Search code examples
c++rspatstat

Convert spatstat functions to C++ to circumvent memory-limitation


I am using spatstat to estimate the risk of pest introduction and spread from roads, highways, and other roadways. However, I believe I am running into memory-limitation issues; my data is at a continental scale and my computer only has 16 GB of memory. The warning message I receive when running spatstat's as.owin() and density.psp() functions is:

Error: cannot allocate vector of size X.X. Gb

Some colleagues of mine have suggested I might be able to lessen the memory-burden by converting the spatstat functions as.owin() and density.psp() to execute via C++ with the rcpp package. This technique is well outside of my comfort zone and I was hoping to get a sense from StackOverflow on whether or not it's even feasible before I dedicate many hours to it.

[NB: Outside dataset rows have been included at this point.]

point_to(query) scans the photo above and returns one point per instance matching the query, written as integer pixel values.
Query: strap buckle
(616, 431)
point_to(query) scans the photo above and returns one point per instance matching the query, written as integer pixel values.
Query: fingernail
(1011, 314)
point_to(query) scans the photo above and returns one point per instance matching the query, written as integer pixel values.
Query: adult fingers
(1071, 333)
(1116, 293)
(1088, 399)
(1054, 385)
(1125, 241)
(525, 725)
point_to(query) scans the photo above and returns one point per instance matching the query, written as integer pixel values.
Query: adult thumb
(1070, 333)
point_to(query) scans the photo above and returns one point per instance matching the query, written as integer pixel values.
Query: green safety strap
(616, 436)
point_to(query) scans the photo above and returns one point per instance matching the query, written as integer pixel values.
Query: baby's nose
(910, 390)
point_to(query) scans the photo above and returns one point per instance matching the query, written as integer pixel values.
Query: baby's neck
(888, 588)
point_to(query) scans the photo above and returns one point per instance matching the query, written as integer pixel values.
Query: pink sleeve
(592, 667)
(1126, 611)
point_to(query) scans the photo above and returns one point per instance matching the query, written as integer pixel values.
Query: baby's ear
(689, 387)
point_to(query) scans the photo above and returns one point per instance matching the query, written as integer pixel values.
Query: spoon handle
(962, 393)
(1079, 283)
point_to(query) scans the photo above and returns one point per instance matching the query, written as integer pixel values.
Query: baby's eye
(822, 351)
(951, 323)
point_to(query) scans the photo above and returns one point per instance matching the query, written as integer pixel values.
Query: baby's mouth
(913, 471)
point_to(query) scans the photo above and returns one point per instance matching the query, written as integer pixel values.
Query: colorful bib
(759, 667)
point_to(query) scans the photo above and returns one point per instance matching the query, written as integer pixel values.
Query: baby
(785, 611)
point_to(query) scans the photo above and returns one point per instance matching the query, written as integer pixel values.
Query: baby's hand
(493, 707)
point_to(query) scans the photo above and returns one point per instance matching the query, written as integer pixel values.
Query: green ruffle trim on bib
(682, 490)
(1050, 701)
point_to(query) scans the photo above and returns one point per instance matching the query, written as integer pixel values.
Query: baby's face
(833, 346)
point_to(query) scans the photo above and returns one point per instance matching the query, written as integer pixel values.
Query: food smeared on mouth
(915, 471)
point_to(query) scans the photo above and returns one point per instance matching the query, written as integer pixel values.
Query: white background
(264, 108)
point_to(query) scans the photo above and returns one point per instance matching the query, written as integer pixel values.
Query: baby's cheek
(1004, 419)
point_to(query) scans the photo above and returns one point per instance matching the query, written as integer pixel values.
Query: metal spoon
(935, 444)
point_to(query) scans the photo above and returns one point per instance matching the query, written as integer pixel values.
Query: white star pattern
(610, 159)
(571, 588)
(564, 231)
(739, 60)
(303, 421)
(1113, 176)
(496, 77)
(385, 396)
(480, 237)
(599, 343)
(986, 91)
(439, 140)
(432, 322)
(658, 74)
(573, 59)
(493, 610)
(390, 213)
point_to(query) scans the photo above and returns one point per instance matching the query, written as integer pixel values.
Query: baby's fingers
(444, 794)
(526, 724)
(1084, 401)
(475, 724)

Specifically, my questions are:

  1. Has anyone converted spatstat functions to C++?
  2. How have other spatstat users worked around memory-limitation issues?

Any help and guidance would be greatly appreciated.

Many thanks,

Josh


Solution

  • Firstly I strongly agree with the poster who said that the quick fix is not to edit the code but to throw more computing resources at the existing code. It can be fiddly to use a cloud computing service, but it will take much more time to re-implement, test, and validate a completely new source code.

    But anyway:

    The first thing to check is whether the pixel images that you want to create are too big to store in R memory at all. Try just creating Z <- as.im(R, dimyx=d) where R is a rectangle containing your spatial domain and d is the dimensions (rows, columns) of the desired image. If that fails with a message about memory limits, then you're going to need a bigger boat -- I mean, computer.

    The function density.psp has options method="FFT" (the default) and method="C". Have you tried both of these? The FFT method uses more memory because it does the whole calculation in one enormous Fourier transform (after expanding the domain to several times its original size). The C method is a loop over all pixels and all segments; it is slower, but requires relatively little memory, apart from the storage for the output raster data. If method="C" fails because of insufficient memory, this would again suggest that the raster images you're trying to create are too large to store in R memory.

    The function as.owin is generic, with 28 methods. Which method is giving you trouble? What data are you converting to an owin?

    spatstat is already written in a mix of R, C and C++. We are constantly looking for ways to accelerate the code and reduce the memory demand. If you have identified a particular case where the code is slow, we would like to know the details. If you do spot a way to fix or accelerate some of the code, please share it.